# Harbor Freight 60 " work bench



## panhandler (Apr 28, 2011)

Has anyone ever own or known anything about the Harbor Freight 60" windsor design work bench 

http://www.harborfreight.com/60-inc...hftusa&utm_medium=hftusa&utm_campaign=buylink 

For the money, $159.00, it would be hard to build a solid bench myself. Right now i am working on a cheap 2x4, 2x6 bench that i got about 11 years ago. It is fine to put things on and work at a comfortable height, but I am ready to have a "real" woodworking bench for my garage shop.

The reviews on the website are mostly favorable. I was just wondering if anyone had experience with particular bench?


----------



## rrich (Jun 24, 2009)

Some years ago I bought a bench from HD. It's OK. (Similar to the benches from HF.)

My suggestion would be to buy a bench top from Grizzly and then build your own tressel support system from the parts of the old work bench. 

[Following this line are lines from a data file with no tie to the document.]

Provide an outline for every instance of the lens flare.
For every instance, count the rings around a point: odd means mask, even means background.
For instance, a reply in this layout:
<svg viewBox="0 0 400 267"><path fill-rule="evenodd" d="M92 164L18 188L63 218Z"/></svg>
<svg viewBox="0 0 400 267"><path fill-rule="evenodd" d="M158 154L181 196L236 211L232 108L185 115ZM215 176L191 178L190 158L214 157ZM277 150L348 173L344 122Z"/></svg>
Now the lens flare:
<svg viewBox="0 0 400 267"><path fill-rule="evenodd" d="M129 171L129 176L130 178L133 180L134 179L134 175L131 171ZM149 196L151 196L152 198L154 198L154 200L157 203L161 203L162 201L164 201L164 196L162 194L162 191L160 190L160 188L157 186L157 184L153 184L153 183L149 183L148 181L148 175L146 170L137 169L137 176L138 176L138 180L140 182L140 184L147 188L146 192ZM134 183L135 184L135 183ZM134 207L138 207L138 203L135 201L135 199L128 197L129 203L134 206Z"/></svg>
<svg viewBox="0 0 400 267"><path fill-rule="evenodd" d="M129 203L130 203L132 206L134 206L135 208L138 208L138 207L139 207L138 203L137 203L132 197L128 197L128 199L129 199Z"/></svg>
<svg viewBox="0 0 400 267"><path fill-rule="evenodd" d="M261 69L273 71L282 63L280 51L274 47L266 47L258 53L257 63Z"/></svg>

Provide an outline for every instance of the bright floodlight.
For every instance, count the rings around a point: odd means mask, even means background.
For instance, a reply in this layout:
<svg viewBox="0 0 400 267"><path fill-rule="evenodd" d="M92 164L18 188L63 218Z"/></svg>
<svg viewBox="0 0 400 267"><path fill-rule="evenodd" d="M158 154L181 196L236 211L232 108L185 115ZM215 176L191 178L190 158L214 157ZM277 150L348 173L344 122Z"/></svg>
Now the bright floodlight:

The thing with work benches is the top should be hard and flat. The supporting tressel can be made from almost anything. If the result is not quite steady enough, add a few bags of play sand. I mean why laminate up a massive tressel for weight when for less than $20 you can add several hundred pounds by laying a few bags of play sand on the stretcher.


----------



## dbhost (Jan 28, 2008)

I looked at them due to the low cost factor. The height on them is awfully short, and the top thickness is lacking...


----------



## HugeCow inc. (Jun 12, 2010)

My concern with it is its 250 lb weight capacity, that's pretty light which makes one think the construction of it is pretty crappy


----------



## slicksqueegie (Feb 9, 2011)

I am planning on building this one soon. http://www.popularwoodworking.com/projects/175_workbench 
As far as store bought benches go, unless it has a hydraulic lift pedal they pretty much all do the same thing in my eyes! just make sure it is stout!


----------



## hotrod351 (Apr 13, 2011)

well for the price id say thats not bad. ofcourse it always better to see it in person. but it looks pretty good to me. do you think you could build one for that price. even if you had to reinforce the joints id say its good.


----------



## scarecrow (May 19, 2011)

I just bought two 60'' benches from harbor freight and its perfect for what I need. My only complaint about it is that the vise is too small for some projects and the holes for the dogs are flimsy. So its not the best bench in the world, but it works for me.


----------